THE secrets of Dorset’s prehistoric past are being revealed as more details emerge from the excavation of a town in rural Dorset – the largest yet uncovered in the UK.
Excavations of ‘Duropolis’ at Winterborne Kingston by Bournemouth University archaeologists are revealing more about the extent of Iron Age occupation and the people who lived there.
The site containing skeletons and roundhouses was first uncovered last year. Duropolis comes from the the local Iron Age tribe the Durotriges.
Covering an area of just under four hectares, it contained more than 150 roundhouses, along with storage facilities, animal pens and agricultural outbuildings. It appears to have been occupied from around 100 BC – when most of the hillfort enclosures of Dorset, such as Maiden Castle and Hod Hill, were being abandoned.
It is being excavated by staff and students as part of the annual Durotriges Big Dig. People have the chance to see and explore the site at an open day this Sunday, 10am to 3pm.
Project co-director Paul Cheetham said: “Large open settlements such as this may have been the natural successors to the heavily defended hillforts, perhaps suggesting a time of relative peace and stability.”
Co-Director Dr Miles Russell said: “The existence of this site, coupled with the evidence that Maiden Castle was largely abandoned in the first century BC, shows that the idea that when the Roman legions arrived in AD 43, they attacked the hillforts and slaughtered the inhabitants inside is a myth.”
He added: “People think that towns were introduced by the Romans in the 1st century AD, and that’s simply not true. What we’ve here are all the elements of an urban system a good hundred years before the Romans arrived and it seems to be continuing up until the point that they left.

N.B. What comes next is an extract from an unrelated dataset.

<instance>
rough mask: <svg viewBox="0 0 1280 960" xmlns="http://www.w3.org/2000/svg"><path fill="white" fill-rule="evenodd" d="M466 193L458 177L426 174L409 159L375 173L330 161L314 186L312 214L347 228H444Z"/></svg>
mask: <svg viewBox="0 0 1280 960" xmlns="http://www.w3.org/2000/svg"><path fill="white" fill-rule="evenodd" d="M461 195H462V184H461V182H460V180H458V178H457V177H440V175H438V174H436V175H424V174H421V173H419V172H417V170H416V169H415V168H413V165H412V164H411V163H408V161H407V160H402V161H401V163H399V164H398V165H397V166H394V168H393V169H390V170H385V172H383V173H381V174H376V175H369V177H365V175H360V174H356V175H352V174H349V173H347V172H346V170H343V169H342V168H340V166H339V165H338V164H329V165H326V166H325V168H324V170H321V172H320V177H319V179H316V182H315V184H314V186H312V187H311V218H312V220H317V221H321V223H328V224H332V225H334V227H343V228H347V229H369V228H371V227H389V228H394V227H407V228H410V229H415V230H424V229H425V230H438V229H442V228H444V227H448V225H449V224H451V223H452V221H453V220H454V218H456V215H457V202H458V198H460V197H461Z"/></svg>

“What we’re finding is continuity; a very densely settled area providing a good idea of what life was really like in prehistory at the time the Romans arrived.”

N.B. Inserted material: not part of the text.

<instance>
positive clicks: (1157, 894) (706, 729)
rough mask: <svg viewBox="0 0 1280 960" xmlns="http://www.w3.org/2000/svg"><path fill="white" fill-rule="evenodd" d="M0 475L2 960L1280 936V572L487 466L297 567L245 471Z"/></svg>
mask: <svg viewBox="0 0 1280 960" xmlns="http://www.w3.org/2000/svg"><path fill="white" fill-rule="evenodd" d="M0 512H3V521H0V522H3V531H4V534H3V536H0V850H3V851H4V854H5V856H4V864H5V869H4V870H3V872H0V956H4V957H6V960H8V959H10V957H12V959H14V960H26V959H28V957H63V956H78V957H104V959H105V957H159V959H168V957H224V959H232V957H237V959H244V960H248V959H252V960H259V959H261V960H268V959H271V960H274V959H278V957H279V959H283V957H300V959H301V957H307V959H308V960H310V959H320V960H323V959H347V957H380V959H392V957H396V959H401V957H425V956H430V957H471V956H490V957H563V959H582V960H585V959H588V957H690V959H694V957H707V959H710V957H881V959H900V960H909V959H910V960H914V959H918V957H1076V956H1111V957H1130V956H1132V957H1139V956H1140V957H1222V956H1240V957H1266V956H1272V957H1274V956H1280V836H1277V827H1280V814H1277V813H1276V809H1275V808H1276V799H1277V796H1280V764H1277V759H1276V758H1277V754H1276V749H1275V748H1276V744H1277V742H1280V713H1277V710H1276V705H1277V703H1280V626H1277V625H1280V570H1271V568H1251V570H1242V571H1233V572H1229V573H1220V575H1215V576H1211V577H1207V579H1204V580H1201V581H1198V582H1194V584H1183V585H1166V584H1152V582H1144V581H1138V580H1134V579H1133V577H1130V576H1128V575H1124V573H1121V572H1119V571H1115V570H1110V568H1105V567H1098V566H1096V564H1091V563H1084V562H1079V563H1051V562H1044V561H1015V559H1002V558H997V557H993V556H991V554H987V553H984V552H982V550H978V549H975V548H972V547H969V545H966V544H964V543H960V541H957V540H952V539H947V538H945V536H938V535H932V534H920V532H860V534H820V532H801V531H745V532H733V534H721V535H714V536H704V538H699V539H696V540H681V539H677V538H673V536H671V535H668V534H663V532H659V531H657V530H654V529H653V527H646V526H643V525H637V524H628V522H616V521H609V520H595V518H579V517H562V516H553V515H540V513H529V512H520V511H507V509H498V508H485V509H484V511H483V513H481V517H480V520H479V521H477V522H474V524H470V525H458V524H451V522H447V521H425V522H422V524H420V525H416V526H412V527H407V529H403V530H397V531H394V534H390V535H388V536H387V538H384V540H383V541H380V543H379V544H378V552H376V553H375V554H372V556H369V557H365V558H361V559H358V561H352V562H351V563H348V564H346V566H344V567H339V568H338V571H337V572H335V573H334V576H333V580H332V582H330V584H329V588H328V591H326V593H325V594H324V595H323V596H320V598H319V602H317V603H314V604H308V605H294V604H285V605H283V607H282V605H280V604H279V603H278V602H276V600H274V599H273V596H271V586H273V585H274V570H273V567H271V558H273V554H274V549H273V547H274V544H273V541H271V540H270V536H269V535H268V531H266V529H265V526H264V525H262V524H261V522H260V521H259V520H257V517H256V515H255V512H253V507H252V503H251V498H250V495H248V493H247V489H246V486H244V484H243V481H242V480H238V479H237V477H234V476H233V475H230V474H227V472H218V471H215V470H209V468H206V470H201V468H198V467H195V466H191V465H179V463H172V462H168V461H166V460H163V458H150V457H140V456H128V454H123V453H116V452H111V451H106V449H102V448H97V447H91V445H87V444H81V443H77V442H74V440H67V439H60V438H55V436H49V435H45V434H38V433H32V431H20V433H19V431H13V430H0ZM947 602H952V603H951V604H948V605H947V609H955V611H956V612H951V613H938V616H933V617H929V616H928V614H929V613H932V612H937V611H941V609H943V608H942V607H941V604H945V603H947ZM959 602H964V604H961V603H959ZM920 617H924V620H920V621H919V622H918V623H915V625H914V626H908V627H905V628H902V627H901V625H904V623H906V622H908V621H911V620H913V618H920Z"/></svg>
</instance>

Excavations this year have uncovered the southernmost limits, revealing a Late Iron AgeDigging up ther past – with eight bodies discovered to date.

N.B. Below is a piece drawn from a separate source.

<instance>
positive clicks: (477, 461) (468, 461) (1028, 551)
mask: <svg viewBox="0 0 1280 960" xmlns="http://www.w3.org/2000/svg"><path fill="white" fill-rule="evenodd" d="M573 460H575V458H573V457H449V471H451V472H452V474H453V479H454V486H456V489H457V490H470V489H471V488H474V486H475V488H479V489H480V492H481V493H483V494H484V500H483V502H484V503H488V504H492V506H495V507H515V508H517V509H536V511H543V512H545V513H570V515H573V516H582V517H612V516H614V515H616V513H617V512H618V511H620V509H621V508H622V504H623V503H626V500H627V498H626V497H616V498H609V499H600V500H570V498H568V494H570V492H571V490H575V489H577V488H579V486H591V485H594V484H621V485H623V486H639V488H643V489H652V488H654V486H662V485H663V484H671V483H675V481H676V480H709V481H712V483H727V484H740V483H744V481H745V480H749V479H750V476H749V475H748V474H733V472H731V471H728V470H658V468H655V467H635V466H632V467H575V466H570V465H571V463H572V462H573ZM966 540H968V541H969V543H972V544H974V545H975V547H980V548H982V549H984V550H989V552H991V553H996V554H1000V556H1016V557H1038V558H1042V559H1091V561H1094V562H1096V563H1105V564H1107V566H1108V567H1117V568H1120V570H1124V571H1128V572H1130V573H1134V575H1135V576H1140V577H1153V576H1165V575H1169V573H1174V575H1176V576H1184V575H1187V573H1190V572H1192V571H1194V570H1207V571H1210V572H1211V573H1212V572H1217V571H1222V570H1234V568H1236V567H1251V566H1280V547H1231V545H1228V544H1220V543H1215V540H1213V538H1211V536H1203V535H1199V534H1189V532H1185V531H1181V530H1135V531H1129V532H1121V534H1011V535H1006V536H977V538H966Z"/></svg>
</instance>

“Understanding of our Iron Age past is significantly improved by this find, given the advances in scientific investigation – such as DNA and isotope analysis which provide an insight into population movements and ancestry,” added Mr Cheetham.
“Accessing skeletal information from this date in the UK is extremely rare, as most pre Roman tribes either practiced cremated or placed bodies in rivers or bogs, so this data could completely change our understanding of the Iron Age.”